D graph library

Wed May 15 10:21:13 PDT 2013

On 05/15/2013 09:29 AM, w0rp wrote:
> I suggest building the graphs as structs with policy based design, possibly
> having separate policies for how the graphs are stored in memory, possibly not.
> So the basic graph structure would be like this.

What advantage does this have over just defining a few different structs, e.g.,

    struct Graph {
        // undirected graph
    }

    struct Digraph {
        // directed graph
    }

... which each define certain expected interfaces such as nodes(), edges(), etc.?

Not objecting, just curious. :-)

> The policies can then offer methods for accessing and mutating the graphs. So
> that would be stuff like bool addNode(Node), bool removeNode(Node), bool
> addEdge(Node, Node), NodeRange!Node neighbors(Node), etc. All of the internals
> of GraphImplementation could then access the very basic things through these
> methods, and then expose a few to the users by wrapping/aliasing the functions.
> Perhaps encapsluation + alias this is the way to go here.

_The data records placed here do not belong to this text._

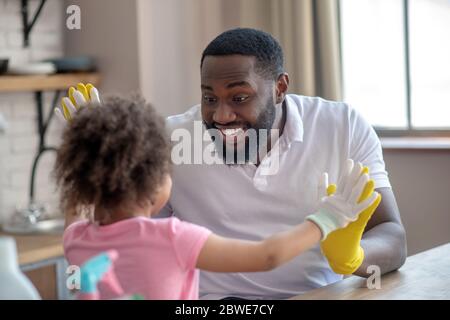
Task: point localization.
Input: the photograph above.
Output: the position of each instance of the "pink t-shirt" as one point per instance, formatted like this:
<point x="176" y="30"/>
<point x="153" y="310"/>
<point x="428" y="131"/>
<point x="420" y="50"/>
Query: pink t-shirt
<point x="157" y="257"/>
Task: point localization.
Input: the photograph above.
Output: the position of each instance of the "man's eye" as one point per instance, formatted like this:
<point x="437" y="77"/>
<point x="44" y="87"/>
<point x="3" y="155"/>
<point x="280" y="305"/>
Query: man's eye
<point x="209" y="99"/>
<point x="240" y="99"/>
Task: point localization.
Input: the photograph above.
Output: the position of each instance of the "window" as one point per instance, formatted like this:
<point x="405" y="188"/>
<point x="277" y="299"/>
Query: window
<point x="396" y="62"/>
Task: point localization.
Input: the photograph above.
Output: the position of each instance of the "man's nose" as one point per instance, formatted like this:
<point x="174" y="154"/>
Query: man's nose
<point x="224" y="114"/>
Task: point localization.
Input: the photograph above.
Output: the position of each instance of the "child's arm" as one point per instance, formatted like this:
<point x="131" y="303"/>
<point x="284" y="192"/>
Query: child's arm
<point x="221" y="254"/>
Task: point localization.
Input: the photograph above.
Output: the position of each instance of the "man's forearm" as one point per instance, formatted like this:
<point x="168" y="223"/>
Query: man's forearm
<point x="384" y="246"/>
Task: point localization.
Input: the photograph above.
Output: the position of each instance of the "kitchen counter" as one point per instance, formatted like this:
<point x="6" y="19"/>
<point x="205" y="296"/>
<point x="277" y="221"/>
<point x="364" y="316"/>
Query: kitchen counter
<point x="425" y="275"/>
<point x="41" y="258"/>
<point x="36" y="248"/>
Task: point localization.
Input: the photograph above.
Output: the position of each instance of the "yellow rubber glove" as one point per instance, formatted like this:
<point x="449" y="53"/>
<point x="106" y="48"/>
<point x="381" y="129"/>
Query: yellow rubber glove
<point x="78" y="98"/>
<point x="342" y="247"/>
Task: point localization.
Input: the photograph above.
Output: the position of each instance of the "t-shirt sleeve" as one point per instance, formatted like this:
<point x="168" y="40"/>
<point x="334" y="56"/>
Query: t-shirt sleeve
<point x="187" y="240"/>
<point x="365" y="147"/>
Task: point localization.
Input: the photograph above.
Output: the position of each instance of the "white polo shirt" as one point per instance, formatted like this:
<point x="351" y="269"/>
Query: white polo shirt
<point x="238" y="201"/>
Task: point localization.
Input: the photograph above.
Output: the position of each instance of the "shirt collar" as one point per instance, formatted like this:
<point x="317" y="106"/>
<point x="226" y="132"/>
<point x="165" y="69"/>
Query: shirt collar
<point x="293" y="128"/>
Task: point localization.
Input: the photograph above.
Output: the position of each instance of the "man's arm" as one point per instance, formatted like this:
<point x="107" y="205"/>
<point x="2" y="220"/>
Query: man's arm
<point x="384" y="239"/>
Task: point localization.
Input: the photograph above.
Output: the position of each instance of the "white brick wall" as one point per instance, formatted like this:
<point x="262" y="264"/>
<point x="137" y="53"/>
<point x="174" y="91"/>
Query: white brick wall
<point x="20" y="142"/>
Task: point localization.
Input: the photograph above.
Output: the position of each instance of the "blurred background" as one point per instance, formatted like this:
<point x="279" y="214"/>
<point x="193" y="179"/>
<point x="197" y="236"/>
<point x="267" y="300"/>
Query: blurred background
<point x="387" y="58"/>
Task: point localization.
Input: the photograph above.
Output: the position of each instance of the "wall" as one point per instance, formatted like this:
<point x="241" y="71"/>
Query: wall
<point x="421" y="182"/>
<point x="20" y="142"/>
<point x="108" y="33"/>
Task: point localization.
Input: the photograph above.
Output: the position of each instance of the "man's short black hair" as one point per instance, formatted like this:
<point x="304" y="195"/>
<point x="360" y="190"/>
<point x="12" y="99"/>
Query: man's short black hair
<point x="249" y="42"/>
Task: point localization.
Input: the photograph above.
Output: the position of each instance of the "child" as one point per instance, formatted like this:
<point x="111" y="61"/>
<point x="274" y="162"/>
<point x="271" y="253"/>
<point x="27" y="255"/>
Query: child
<point x="115" y="160"/>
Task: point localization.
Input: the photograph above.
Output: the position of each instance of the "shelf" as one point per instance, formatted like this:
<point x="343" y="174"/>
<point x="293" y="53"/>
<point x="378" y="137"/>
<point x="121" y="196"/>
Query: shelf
<point x="62" y="81"/>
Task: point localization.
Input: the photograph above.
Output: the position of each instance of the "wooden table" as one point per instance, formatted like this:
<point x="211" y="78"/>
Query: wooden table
<point x="424" y="276"/>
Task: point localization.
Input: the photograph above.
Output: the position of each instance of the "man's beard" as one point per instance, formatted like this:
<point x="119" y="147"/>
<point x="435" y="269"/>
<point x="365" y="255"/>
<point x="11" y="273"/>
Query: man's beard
<point x="255" y="145"/>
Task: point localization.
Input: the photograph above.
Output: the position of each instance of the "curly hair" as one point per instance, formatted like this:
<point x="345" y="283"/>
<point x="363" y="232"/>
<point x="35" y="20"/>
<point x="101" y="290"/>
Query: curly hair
<point x="112" y="155"/>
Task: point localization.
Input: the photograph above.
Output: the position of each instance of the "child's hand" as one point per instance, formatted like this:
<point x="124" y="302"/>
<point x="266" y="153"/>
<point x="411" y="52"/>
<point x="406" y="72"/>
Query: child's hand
<point x="78" y="98"/>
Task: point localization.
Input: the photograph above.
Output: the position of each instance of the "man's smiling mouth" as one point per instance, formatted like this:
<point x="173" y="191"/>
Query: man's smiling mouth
<point x="232" y="134"/>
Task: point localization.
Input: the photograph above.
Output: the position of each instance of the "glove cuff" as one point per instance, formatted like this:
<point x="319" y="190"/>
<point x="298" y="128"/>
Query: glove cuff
<point x="325" y="221"/>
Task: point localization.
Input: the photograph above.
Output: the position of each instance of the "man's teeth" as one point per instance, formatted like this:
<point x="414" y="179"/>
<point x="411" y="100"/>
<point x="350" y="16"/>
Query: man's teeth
<point x="232" y="132"/>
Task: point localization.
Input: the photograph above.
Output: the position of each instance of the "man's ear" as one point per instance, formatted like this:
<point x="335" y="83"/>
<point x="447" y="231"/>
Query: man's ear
<point x="282" y="86"/>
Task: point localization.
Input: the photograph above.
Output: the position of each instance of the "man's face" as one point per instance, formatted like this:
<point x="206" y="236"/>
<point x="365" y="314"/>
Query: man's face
<point x="235" y="99"/>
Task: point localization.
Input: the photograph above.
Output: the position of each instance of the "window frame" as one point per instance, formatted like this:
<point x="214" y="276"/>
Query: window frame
<point x="409" y="130"/>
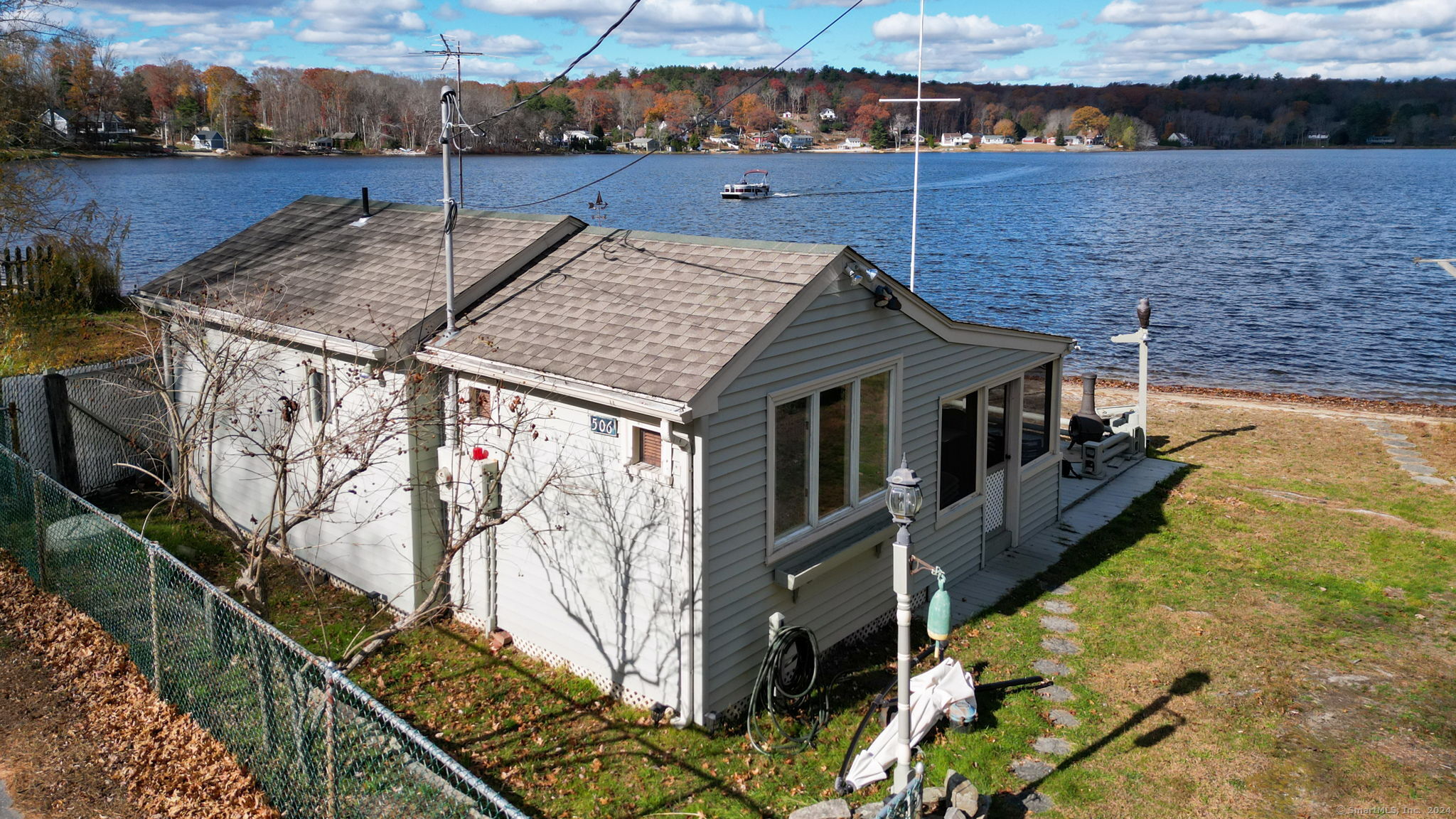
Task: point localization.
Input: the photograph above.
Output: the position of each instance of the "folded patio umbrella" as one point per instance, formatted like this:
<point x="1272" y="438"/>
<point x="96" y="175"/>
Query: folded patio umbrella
<point x="932" y="694"/>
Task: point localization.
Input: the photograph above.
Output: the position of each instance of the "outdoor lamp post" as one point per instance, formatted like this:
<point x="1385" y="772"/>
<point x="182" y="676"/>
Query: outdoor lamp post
<point x="903" y="499"/>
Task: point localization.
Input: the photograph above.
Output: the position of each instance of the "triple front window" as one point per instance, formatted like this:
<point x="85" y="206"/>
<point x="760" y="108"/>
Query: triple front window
<point x="830" y="451"/>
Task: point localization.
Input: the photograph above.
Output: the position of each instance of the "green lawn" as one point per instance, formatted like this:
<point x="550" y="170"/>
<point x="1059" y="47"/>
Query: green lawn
<point x="1270" y="633"/>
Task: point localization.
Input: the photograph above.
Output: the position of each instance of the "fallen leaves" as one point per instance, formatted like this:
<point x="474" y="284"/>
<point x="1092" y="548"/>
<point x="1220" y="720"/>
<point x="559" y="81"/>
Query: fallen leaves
<point x="168" y="763"/>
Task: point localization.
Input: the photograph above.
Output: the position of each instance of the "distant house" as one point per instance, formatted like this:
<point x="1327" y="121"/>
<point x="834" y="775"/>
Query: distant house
<point x="69" y="126"/>
<point x="797" y="141"/>
<point x="207" y="139"/>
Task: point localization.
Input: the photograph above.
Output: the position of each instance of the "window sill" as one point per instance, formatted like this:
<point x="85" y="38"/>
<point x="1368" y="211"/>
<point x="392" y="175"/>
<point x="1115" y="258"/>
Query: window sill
<point x="803" y="572"/>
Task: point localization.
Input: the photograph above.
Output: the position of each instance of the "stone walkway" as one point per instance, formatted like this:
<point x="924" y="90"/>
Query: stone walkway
<point x="1088" y="509"/>
<point x="6" y="806"/>
<point x="1404" y="454"/>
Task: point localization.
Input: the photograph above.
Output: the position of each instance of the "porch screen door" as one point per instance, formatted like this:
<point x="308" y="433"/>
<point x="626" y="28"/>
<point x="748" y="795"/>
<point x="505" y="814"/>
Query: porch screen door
<point x="997" y="420"/>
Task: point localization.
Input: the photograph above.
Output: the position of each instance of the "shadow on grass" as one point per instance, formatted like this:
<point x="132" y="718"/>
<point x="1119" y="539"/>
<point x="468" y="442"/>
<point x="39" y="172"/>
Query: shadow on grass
<point x="1209" y="434"/>
<point x="1014" y="806"/>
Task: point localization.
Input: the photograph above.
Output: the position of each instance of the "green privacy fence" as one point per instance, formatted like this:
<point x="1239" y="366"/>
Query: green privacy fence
<point x="318" y="744"/>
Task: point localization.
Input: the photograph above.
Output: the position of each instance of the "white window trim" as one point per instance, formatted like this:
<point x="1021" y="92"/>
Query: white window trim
<point x="794" y="542"/>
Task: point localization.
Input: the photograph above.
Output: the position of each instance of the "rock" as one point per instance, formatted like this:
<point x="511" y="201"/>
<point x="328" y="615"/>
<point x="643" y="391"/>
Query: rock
<point x="961" y="795"/>
<point x="829" y="809"/>
<point x="1064" y="719"/>
<point x="1037" y="802"/>
<point x="1060" y="646"/>
<point x="1056" y="694"/>
<point x="1032" y="770"/>
<point x="1059" y="624"/>
<point x="931" y="799"/>
<point x="1050" y="668"/>
<point x="1057" y="606"/>
<point x="1051" y="745"/>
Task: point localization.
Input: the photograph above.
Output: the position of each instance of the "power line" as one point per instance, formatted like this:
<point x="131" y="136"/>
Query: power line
<point x="567" y="70"/>
<point x="696" y="122"/>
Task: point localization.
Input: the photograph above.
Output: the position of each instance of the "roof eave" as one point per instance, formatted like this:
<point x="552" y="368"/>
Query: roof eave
<point x="283" y="333"/>
<point x="651" y="405"/>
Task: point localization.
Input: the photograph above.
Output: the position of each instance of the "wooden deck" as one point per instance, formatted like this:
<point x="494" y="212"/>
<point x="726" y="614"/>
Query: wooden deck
<point x="1086" y="506"/>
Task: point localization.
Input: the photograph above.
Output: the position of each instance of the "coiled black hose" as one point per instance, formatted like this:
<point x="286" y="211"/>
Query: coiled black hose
<point x="783" y="690"/>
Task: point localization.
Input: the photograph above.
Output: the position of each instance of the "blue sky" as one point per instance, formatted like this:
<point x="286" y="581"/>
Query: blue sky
<point x="1046" y="41"/>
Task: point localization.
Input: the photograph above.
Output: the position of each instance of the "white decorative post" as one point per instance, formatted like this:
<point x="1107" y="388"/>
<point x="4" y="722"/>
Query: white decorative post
<point x="1145" y="312"/>
<point x="903" y="499"/>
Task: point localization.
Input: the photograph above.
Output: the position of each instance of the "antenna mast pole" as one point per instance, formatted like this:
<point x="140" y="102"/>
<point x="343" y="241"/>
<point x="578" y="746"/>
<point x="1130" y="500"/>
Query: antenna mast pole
<point x="919" y="98"/>
<point x="447" y="205"/>
<point x="453" y="53"/>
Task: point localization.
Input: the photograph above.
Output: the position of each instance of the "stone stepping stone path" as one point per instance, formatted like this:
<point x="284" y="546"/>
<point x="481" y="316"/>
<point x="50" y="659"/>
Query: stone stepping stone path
<point x="1404" y="454"/>
<point x="1059" y="623"/>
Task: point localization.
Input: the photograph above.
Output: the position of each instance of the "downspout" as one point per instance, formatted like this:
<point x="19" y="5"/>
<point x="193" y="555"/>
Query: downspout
<point x="692" y="491"/>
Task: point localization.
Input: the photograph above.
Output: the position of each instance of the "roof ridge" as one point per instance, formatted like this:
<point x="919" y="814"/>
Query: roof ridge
<point x="815" y="248"/>
<point x="376" y="205"/>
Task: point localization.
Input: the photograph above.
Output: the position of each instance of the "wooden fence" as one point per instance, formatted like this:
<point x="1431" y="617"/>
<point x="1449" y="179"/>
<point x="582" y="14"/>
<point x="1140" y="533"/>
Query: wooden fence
<point x="21" y="269"/>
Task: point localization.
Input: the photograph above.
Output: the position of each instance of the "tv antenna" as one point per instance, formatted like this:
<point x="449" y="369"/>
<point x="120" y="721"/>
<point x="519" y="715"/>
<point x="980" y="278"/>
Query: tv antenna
<point x="450" y="50"/>
<point x="918" y="139"/>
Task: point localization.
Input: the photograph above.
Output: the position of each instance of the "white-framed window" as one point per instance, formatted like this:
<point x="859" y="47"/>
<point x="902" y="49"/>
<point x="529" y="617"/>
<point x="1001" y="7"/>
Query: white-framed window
<point x="830" y="445"/>
<point x="318" y="395"/>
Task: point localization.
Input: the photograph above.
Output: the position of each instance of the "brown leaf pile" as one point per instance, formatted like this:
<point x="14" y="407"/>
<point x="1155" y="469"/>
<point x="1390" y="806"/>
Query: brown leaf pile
<point x="168" y="763"/>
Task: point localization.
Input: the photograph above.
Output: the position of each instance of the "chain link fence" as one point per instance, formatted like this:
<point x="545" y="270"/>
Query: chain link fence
<point x="112" y="420"/>
<point x="318" y="744"/>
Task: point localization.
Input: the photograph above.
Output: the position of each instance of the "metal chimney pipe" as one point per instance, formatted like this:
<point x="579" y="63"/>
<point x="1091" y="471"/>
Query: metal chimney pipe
<point x="1088" y="395"/>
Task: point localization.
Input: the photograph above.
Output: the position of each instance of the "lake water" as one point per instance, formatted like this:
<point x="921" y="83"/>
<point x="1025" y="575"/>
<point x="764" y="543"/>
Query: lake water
<point x="1288" y="272"/>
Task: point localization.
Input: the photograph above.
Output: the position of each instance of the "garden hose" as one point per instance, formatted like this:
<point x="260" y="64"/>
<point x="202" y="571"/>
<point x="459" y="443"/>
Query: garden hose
<point x="783" y="690"/>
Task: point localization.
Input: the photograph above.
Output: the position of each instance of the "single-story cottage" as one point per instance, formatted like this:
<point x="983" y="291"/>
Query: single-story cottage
<point x="725" y="412"/>
<point x="207" y="139"/>
<point x="797" y="141"/>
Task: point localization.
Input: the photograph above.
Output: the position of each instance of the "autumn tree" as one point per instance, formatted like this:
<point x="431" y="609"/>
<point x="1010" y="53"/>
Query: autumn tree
<point x="1088" y="122"/>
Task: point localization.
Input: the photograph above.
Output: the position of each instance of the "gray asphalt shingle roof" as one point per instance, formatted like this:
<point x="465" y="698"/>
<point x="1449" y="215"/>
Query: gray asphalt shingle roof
<point x="643" y="312"/>
<point x="309" y="267"/>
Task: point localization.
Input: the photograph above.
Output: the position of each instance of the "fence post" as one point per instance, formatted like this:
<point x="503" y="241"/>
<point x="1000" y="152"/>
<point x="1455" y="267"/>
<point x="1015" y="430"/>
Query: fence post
<point x="63" y="444"/>
<point x="156" y="621"/>
<point x="15" y="429"/>
<point x="329" y="773"/>
<point x="38" y="494"/>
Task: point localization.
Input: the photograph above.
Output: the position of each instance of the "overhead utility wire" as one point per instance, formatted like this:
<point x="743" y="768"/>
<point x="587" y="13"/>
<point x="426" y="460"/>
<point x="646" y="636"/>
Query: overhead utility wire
<point x="567" y="70"/>
<point x="700" y="120"/>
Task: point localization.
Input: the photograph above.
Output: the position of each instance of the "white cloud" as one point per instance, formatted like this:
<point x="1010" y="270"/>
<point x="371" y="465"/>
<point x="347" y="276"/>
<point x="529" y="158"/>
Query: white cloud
<point x="972" y="34"/>
<point x="504" y="46"/>
<point x="348" y="22"/>
<point x="1154" y="12"/>
<point x="840" y="4"/>
<point x="654" y="22"/>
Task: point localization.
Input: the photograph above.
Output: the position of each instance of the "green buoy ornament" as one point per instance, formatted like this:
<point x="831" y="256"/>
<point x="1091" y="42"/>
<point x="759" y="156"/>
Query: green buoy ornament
<point x="938" y="619"/>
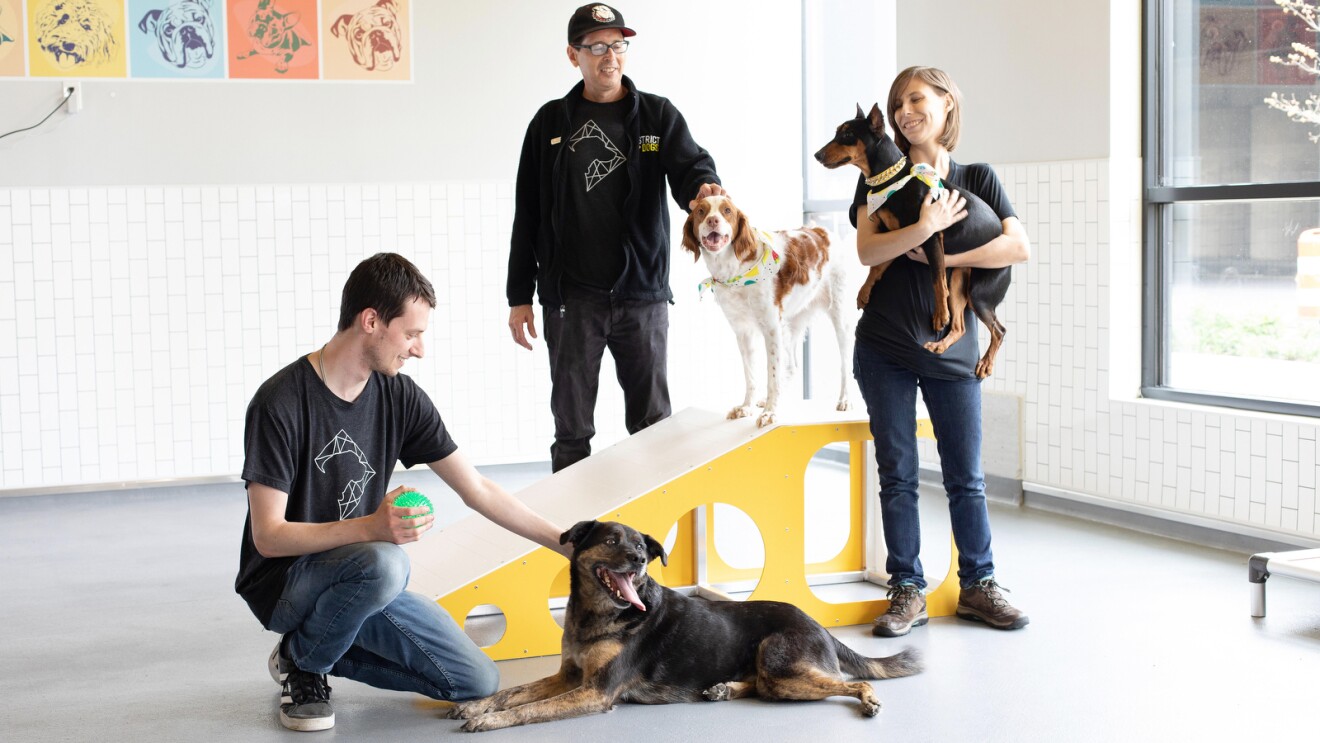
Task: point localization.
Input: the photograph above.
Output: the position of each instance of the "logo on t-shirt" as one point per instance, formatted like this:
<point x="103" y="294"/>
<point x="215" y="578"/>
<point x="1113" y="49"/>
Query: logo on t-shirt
<point x="599" y="168"/>
<point x="351" y="494"/>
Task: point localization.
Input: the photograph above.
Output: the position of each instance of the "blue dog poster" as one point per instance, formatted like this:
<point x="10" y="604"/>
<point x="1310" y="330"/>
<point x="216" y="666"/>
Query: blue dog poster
<point x="176" y="38"/>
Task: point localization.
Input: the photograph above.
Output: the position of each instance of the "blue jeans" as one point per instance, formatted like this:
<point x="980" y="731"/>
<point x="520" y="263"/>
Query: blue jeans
<point x="347" y="614"/>
<point x="955" y="409"/>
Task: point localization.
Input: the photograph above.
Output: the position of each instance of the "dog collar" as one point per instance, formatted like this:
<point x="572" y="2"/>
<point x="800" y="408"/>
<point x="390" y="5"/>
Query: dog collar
<point x="922" y="172"/>
<point x="764" y="268"/>
<point x="889" y="173"/>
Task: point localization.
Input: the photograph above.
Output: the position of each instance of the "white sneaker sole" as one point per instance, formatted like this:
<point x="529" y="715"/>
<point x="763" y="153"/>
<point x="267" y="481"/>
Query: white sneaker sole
<point x="306" y="725"/>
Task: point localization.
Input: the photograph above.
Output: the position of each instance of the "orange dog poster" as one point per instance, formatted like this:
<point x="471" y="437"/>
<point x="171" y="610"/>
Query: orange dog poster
<point x="273" y="40"/>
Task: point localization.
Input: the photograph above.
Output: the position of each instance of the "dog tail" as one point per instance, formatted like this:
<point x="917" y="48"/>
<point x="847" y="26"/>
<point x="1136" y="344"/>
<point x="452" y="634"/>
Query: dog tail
<point x="891" y="667"/>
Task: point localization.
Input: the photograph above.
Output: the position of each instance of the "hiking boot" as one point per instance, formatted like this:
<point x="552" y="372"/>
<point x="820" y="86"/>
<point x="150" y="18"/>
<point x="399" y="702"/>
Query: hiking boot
<point x="984" y="602"/>
<point x="305" y="702"/>
<point x="279" y="663"/>
<point x="907" y="610"/>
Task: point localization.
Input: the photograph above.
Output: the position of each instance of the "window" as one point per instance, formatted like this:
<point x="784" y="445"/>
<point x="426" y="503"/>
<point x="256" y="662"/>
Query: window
<point x="1232" y="205"/>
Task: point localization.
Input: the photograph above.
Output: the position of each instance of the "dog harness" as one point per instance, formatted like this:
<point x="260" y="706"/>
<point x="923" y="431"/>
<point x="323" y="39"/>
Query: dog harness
<point x="763" y="269"/>
<point x="922" y="172"/>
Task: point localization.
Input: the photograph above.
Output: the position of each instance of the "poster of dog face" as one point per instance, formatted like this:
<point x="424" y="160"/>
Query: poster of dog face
<point x="177" y="38"/>
<point x="273" y="40"/>
<point x="77" y="38"/>
<point x="11" y="38"/>
<point x="367" y="40"/>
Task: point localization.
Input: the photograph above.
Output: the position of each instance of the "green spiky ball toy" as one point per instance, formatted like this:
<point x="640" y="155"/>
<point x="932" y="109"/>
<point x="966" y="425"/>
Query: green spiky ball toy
<point x="413" y="499"/>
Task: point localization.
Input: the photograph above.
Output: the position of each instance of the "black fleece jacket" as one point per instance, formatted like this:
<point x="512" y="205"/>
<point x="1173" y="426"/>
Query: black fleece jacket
<point x="660" y="148"/>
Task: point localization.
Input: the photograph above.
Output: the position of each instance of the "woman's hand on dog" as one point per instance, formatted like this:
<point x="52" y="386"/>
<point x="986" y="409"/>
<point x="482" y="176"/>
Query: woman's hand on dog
<point x="936" y="217"/>
<point x="939" y="215"/>
<point x="706" y="190"/>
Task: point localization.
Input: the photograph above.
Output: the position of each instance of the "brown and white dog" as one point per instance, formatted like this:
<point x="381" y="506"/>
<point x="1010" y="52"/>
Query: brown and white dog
<point x="770" y="284"/>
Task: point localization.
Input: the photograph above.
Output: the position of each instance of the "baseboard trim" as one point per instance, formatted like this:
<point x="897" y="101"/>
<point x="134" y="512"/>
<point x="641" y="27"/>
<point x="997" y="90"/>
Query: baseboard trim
<point x="1158" y="521"/>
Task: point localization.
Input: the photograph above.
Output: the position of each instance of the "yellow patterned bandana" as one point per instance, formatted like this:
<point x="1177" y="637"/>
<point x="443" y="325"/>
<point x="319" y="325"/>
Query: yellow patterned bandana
<point x="922" y="172"/>
<point x="764" y="268"/>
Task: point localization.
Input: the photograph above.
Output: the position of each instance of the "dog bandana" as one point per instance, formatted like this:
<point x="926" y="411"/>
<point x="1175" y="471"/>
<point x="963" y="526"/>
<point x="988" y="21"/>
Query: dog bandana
<point x="922" y="172"/>
<point x="764" y="268"/>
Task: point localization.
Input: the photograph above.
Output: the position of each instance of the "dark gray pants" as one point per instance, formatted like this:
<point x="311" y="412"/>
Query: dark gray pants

... why returning bool?  Again, not objecting, just curious.

> I think doing things in this way makes it easy to get the ball rolling, but also
> easy to add in optimisations later. ("Aha, this is an undirected graph, I can
> assume this... static if") I think the most important thing is to get the graph
> basics right, then to worry about how storage works, etc. later.

I kind of agree, my inclination is that we need to be able to work out what are
the interfaces we need in order for different algorithms to work, the underlying
data structures can be refined later.

Just as an example, take a look at this piece of code in igraph, which
implements Brandes' algorithm for betweenness centrality:
https://bazaar.launchpad.net/~igraph/igraph/0.7-main/view/head:/src/centrality.c#L1714

(It's OK, the algorithm is public and any D implementation will look nothing
like this, so you're not really killing your clean-room opportunities by
glancing through this:-)

It's a bit horrible to read, with lots of the inevitable C boilerplate, lots of
macros, lots of custom data-structures etc., but in terms of the graph, what it
really boils down to is just two things, line 1720:
https://bazaar.launchpad.net/~igraph/igraph/0.7-main/view/head:/src/centrality.c#L1720

... which calls a function returning the number of vertices, and:
https://bazaar.launchpad.net/~igraph/igraph/0.7-main/view/head:/src/centrality.c#L1833

... where they ask for the neighbours of a given node.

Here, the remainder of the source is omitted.